Tarsier population history
Demographic history and population fluctuation were undoubtedly influenced by climate variability throughout the Miocene, Pliocene and Pleistocene. We used the diploid genomic sequence and the pairwise sequential Markovian coalescent (PSMC) model44 to infer historical fluctuations in the effective population size of T. syrichta (Fig. 5). The conceivable demographic history and population fluctuation were likely significantly influenced by the Pleistocene glacial and interglacial variations in temperature during the last 2.58-million years. The latest glacial period (∼10,000 years ago) corresponds with the current low-level plateau in the population size, as shown during the Holocene (Fig. 5; Ne ∼20,000; for the Pleistocene and Holocene glacial epochs45), while the many times higher effective population size during the Pliocene was perhaps related to alternating glacial and interglacial periods. The decline in the effective population size (Ne ∼20,000) during the Pleistocene, about 0.6–1 Myr ago, possibly reflects the influence of climatic changes associated with the early Pleistocene, about 2.58 Myr ago. However, this putative bottleneck is not apparent from the tarsier-specific analysis of the cumulative TinTs (Fig. 3). Even with the oldest fossil evidence for tarsier dated to the middle Eocene epoch (∼40 Myr ago) in China46,47, the relatively sparse fossil record and the estimated period for crown tarsier speciation (about 22 Myr ago 48) place limits on the PSMC model and historical reconstruction. We also note that the PSMC model only derives a comparatively rough approximation of the historical course of population size; it varies with changing generation time, mutation rate estimates, and assembly quality. Nonetheless, a detailed protocol of the PSMC reconstruction is provided in the Supplementary Information.
Due to its unique phylogenetic placement among primates, as sister taxa to anthropoids, tarsiers are integral for understanding primate genome evolution, and these first analyses of an improved tarsier genome assembly reveal novel insights into ancestral features of our own genomes. More specifically in this study, we better define the complex interrelationships among sustainment by adaptation (for example, positively selected genes), genome architectural changes (for example, by transposed elements), and epoch changes that possibly altered tarsier populations in pre- and post-modern times (for example, probable root in the Miocene/Eocene). We first focused on a detailed analysis of the genomic landscape of transposed elements (including subfamilies), which putatively include unique expansion events, given the expanded size of the tarsier genome relative to other primates49. Previous data, lacking information from tarsiers, indicated that DNA transposons were active at the initial split in primates but remained silent in all anthropoids35. Results from our present analysis clearly indicate activity in the haplorrhine lineage leading to tarsiers. Based on this information and multiple pairwise genome alignments, we posit a narrower estimated time frame for transposon inactivation in primates, with its occurrence in the lineage leading to anthropoids after the divergence of Tarsius (between 58 and 40 Myr ago10). A similar inactivation pattern was observed for monomeric Alu elements, strongly indicating that Alu dimers and monomers were simultaneously active for millions of years until monomers became silent only in the lineage leading to anthropoids after the divergence of tarsier. Different processes subsequently produced monomer-like, lineage-specific elements in anthropoids34.

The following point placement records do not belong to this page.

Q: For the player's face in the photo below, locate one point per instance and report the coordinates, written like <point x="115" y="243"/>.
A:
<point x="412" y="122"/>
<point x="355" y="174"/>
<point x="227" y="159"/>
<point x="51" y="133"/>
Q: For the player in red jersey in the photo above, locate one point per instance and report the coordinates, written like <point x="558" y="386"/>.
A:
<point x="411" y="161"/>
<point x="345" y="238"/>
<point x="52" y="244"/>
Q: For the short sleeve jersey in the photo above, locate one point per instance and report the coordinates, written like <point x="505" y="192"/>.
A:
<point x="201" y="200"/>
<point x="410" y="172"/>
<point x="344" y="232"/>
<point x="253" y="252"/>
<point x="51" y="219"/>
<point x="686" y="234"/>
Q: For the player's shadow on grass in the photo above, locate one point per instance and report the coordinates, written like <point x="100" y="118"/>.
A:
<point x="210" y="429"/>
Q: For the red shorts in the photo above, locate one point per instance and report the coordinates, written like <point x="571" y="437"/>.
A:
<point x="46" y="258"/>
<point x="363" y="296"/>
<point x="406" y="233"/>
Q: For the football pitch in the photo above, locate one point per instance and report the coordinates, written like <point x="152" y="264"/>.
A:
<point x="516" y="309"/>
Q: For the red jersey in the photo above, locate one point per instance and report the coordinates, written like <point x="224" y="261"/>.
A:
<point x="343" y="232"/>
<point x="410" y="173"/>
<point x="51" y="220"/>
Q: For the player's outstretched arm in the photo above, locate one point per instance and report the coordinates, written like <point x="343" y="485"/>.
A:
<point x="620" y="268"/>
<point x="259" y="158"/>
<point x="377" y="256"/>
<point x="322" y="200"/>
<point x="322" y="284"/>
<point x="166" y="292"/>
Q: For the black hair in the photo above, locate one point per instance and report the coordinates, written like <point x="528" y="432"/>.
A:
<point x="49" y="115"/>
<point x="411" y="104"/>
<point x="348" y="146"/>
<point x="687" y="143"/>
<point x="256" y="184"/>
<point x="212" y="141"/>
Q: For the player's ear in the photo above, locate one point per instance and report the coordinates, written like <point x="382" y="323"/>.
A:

The cumulative activity pattern of TEs in the lineage leading to Tarsius also indicated a very different individual element fixation history compared with human. The tarsier pattern was less heterogeneous, which putatively resulted from comparatively higher rates of transposon fixation events due to extreme bottlenecks in tarsier populations that persisted over a long period of time compared with the human lineage (Fig. 3). Primates are unique among therian mammals with the highest activity of the autonomous LINE1 retrotranspositional machinery. This is illustrated by the extremely high retrotranspositional activity of LINE1 co-retrotransposed non-autonomous Alu SINEs29 (for the tarsier see Fig. 2b). LINE1 retrotransposons also co-retrotranspose more or less exclusively therian-specific retropseudogenes. Most of them are equipped, similar to LINEs, with an A-tail that increases the affinity to the LINE1 machinery50 (for example, mRNAs but also many other polyadenylated transcripts such as TINEs). In the tarsier, an unusually high number of TINEs were derived from an ancient and otherwise defective LTR with internal polyadenylation signals and a functional RNA polymerase II promoter. We detected tens of thousands of such tarsier-specific TINE copies mobilized by the LINE1 machinery and distributed genome-wide (Fig. 1; Supplementary Fig. 3). In addition to delineating the process of activation and propagation of these elements, we also found thousands of novel TINE elements, presumably derivatives of LINE1-mobilized MER83B partial transcripts.
Human LINE1 elements were reported to have a different distribution pattern than Alu SINEs, in that LINEs accumulated in AT-rich intergenic regions and Alu SINEs in more GC-rich, gene-rich genomic environments29. More detailed analysis showed however that older Alu SINE elements accumulated in more GC-rich regions while younger elements were relegated to AT-rich regions. The tarsier genome provided an opportunity to explore these patterns at greater phylogenetic depths, and our observations suggest the process is probably an ancestral feature in most primates.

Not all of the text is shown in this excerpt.